Ale, zgodnie z sugestiami zawartymi w pozostawionych
przez Painta notatkach, cała sprawa kryła w sobie coś więcej
niż niewinny flirt człowieka-ptaka z przedstawicielką rasy
ludzkiej. Kłopot polegał na tym, że trzy stronice notatek
Painta, odzyskane przez Molly, nie rzucały na nią zbyt wiele
światła.
Potwierdza moje podejrzenia - nagryzmolił Paint. -
Podmiot widywany (nieczytelne) nie tylko w sprawach czysto
seksualnych. To sprawa poważna i wchodzi w grę
(nieczytelne)... Może i mnie uda się przy okazji zarobić coś
na boku... Ale muszę być stuprocentowo pewny, że to
faktycznie on (nieczytelne) jest, jak podejrzewam...

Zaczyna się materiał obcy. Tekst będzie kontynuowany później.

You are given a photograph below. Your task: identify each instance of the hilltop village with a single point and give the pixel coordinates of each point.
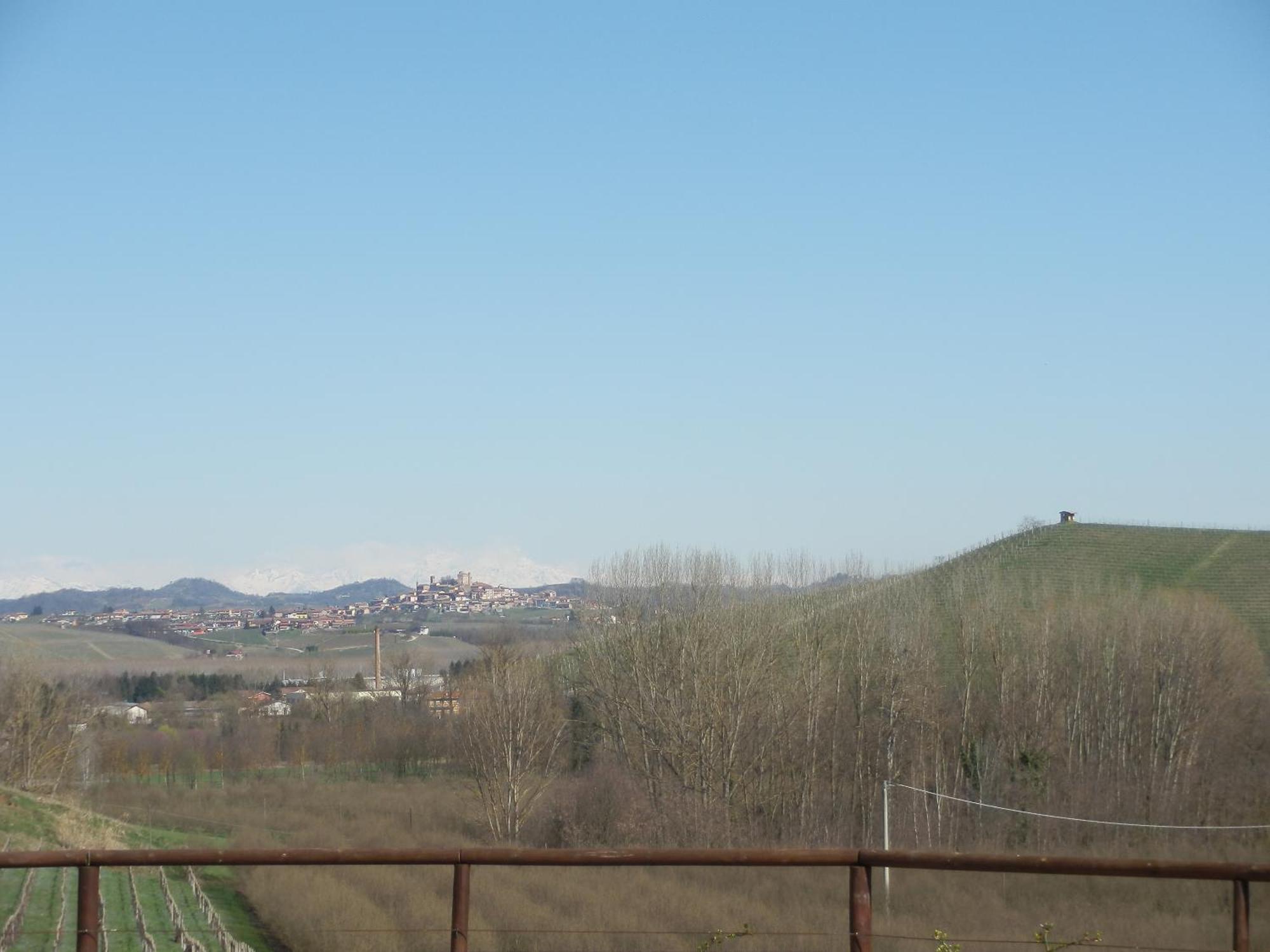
(459, 596)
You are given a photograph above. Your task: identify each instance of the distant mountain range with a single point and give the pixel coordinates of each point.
(205, 593)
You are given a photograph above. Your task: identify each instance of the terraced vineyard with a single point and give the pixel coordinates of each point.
(1233, 565)
(139, 917)
(144, 909)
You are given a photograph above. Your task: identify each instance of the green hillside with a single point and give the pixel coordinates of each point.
(46, 898)
(1234, 565)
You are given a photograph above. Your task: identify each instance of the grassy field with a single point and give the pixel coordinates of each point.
(29, 823)
(629, 911)
(1231, 565)
(98, 652)
(49, 643)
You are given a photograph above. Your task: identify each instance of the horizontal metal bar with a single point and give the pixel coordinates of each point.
(500, 856)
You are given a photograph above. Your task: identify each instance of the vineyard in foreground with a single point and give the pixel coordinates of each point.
(143, 911)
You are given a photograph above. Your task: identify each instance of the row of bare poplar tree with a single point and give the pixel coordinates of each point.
(713, 703)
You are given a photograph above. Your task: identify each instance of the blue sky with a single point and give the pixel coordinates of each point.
(281, 280)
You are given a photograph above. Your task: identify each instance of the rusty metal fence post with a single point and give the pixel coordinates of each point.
(860, 922)
(459, 911)
(1240, 909)
(88, 909)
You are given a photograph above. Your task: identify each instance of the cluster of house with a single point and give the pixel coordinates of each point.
(453, 595)
(429, 690)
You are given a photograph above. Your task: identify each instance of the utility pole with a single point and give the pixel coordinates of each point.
(886, 841)
(379, 685)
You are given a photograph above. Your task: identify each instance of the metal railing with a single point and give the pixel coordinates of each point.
(859, 863)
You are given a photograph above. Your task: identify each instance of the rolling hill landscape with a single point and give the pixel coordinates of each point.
(1230, 565)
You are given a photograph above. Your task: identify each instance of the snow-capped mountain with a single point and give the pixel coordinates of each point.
(22, 586)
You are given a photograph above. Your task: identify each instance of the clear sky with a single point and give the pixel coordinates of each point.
(281, 280)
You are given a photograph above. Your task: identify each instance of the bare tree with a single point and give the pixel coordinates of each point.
(510, 733)
(37, 728)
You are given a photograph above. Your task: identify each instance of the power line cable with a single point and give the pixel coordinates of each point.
(1079, 819)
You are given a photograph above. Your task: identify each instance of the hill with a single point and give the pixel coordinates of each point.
(143, 908)
(195, 593)
(1233, 565)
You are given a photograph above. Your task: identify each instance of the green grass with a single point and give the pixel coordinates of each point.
(27, 823)
(119, 921)
(1233, 565)
(44, 911)
(156, 911)
(51, 643)
(11, 889)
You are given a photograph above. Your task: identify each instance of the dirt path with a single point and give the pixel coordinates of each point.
(1210, 559)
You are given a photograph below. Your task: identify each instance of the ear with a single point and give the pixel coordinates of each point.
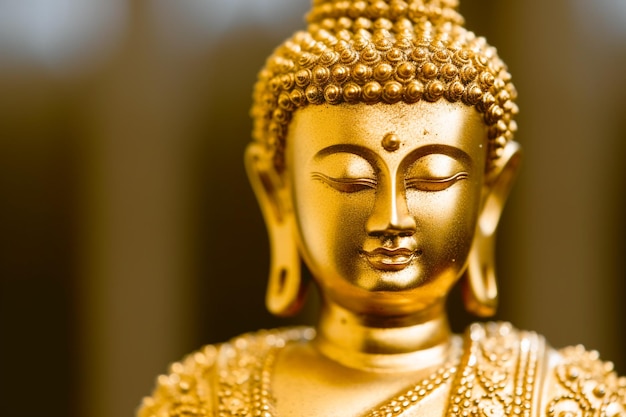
(285, 292)
(480, 289)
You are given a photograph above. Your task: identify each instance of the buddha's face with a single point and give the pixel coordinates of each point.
(386, 199)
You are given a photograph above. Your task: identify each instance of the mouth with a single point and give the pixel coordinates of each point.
(390, 259)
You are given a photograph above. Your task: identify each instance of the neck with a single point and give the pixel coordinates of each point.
(383, 344)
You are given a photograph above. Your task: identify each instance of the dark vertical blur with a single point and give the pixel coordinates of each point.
(129, 235)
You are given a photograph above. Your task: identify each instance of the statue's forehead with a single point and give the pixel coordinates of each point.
(422, 123)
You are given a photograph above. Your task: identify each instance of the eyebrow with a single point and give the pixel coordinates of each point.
(370, 156)
(347, 148)
(439, 149)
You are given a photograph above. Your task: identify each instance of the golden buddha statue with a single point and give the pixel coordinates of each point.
(383, 154)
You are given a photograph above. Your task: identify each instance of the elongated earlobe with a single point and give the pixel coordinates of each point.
(480, 287)
(285, 291)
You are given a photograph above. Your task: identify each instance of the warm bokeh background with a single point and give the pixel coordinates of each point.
(128, 233)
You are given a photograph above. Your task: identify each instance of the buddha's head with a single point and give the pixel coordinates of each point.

Informacji ma mi dostarczyć Paulina (nieczytelne) ze
Skrzydła Masaży Komputerowej Mamy... Okrągła sumka za
milczenie...
Widocznie jednak uznano, że milczenie Painta można
zapewnić sobie w inny sposób.
Paint nigdy nie otrzymał interesujących go informacji.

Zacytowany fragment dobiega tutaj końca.